If you know other Latin derived languages it's easier, basically essere is a fundamental state of being, while stare is only for the moment. So "sto allegre" means you're happy now, while "sono allegre" means you are happy in a more general, lifestyle way.
A good site with some guidelines and examples:
It's really easy, stare is used for what you're doing or what's happening right now. Essere is for everything else.
"My mother is getting better" was not accepted, but in the context of health, in English it means the same thing as "doing better". I demand a heart back!
Getting better is a process. At any point in that process you are also doing/being better, but there is a difference. Say that I have completely recovered from a cold. I am no longer getting better, but I am doing better.
I'd be interested whether an Italian would say this sentence when his mother is recovering from an illness.

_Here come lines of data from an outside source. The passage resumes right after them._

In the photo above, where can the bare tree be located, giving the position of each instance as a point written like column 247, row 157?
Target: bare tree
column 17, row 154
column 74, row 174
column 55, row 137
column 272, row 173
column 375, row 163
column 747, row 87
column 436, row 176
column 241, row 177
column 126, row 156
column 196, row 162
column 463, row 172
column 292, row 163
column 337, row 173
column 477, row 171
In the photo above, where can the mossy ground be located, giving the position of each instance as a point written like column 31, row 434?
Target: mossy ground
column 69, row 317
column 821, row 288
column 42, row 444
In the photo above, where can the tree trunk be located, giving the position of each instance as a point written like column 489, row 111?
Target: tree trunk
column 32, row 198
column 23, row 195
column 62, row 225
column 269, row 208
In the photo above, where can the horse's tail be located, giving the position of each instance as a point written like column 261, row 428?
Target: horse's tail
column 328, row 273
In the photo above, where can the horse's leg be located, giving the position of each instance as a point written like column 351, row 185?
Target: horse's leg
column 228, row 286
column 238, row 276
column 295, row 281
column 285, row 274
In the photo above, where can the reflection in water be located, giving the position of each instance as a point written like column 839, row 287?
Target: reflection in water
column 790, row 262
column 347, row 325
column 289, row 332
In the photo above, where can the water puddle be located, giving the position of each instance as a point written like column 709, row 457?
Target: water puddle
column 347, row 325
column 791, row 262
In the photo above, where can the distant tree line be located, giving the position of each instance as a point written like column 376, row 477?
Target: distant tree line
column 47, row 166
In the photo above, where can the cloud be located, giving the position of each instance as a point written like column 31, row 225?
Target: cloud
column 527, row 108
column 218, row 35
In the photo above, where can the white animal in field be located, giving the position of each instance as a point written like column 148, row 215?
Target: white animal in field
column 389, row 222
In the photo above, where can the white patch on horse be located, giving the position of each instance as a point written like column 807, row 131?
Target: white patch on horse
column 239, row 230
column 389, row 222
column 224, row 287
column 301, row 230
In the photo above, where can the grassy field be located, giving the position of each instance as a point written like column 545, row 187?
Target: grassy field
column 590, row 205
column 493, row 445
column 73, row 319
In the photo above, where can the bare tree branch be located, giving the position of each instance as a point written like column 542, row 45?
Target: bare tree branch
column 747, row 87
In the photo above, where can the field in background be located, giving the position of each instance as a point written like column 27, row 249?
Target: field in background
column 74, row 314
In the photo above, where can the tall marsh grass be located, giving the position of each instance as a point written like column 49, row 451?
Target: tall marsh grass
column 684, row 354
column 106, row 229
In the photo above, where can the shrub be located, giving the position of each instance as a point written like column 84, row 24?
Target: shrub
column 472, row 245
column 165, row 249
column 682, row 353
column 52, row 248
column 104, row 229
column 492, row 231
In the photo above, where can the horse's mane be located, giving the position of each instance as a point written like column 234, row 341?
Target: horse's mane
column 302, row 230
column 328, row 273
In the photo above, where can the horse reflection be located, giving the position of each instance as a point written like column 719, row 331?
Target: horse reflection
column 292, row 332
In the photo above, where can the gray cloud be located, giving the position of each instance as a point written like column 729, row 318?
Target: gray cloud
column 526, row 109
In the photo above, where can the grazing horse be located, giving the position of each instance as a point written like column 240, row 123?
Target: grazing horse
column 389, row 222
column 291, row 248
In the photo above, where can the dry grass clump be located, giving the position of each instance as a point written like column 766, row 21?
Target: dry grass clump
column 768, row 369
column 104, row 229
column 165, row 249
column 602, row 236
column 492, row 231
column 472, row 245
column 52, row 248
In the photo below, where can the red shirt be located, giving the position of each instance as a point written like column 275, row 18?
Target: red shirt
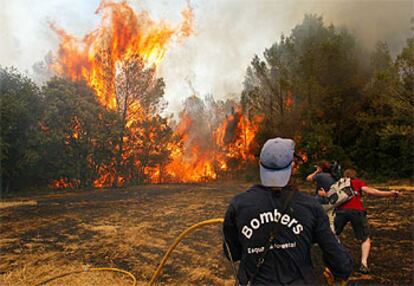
column 355, row 203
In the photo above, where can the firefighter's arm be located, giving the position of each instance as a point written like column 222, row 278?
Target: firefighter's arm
column 231, row 240
column 378, row 193
column 310, row 177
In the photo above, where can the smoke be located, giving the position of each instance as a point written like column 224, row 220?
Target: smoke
column 230, row 33
column 227, row 34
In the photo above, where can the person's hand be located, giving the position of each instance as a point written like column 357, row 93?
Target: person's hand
column 322, row 192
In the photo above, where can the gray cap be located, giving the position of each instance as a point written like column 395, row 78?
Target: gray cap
column 276, row 162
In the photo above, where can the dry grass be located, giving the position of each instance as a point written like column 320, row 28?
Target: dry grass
column 10, row 204
column 34, row 274
column 132, row 228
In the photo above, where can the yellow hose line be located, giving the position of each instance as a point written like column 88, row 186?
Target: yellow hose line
column 177, row 241
column 86, row 269
column 116, row 270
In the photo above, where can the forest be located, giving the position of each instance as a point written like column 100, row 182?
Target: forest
column 317, row 85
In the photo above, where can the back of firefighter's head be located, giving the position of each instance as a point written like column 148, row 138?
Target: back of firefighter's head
column 276, row 161
column 350, row 173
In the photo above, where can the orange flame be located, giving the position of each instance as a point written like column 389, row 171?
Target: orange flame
column 122, row 33
column 97, row 58
column 232, row 139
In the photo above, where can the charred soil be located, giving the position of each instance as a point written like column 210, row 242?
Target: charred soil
column 132, row 228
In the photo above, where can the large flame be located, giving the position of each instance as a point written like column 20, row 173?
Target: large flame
column 233, row 139
column 123, row 33
column 97, row 58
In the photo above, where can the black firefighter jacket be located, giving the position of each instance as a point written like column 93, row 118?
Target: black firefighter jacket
column 247, row 227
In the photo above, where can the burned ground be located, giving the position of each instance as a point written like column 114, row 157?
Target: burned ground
column 132, row 228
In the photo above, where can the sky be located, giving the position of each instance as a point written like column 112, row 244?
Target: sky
column 227, row 34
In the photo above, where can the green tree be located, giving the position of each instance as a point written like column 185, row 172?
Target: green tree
column 308, row 87
column 386, row 119
column 79, row 133
column 20, row 108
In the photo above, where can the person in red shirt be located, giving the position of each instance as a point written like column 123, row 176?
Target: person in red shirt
column 353, row 211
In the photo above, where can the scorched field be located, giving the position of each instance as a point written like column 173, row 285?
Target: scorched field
column 131, row 228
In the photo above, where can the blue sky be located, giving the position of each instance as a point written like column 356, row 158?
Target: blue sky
column 227, row 34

Is "sta" for the process as well or only about the current state?
So why isn't it meglia? Is meglio not an adjective, or does it just not decline in the same way as other adjectives?
You are correct, meglio is an adverb (better modifies is) and so does not adjust its ending.
also note: meglio is the comparitive form of 'much'
From: Italian Verbs and Essentials of Grammar, Carlo Graziano, 1987, p. 147
'Certain adverbs have irregular comparative, relative superlative, and absolute superlative forms.'
well | bene | adverb
better | meglio | comparative
the best | (il) meglio | relative superlative
very well | ottimamente | absolute superlative
- Is this also correct?
Very well = benissimo/molto bene.
- Is it correct to say "molto benissimo" as well?
The first one, benissimo = very well, seems correct to me
I don't know about molto benissimo ..
I guess molto benissimo is wrong. It literally means very really good and you don't say that in any language (do you?). As far as I know, molto has the same meaning as the suffix -issimo, so you don't use them both for one adjective.
I assume the context DL has in mind here is health and when someone recovers from an illness you say they're better, but never the best, therefore it marks it wrong. But if the word meglio can in other contexts mean better=superior=the best, then it should allow it here, as the context isn't obvious.
"My mother is better" is the literal translation, but Is it a correct translation?
I have this exact same question. Duo said "my mother is better" is one correct answer, but based on the discussion here it doesn't seem like it should be considered correct...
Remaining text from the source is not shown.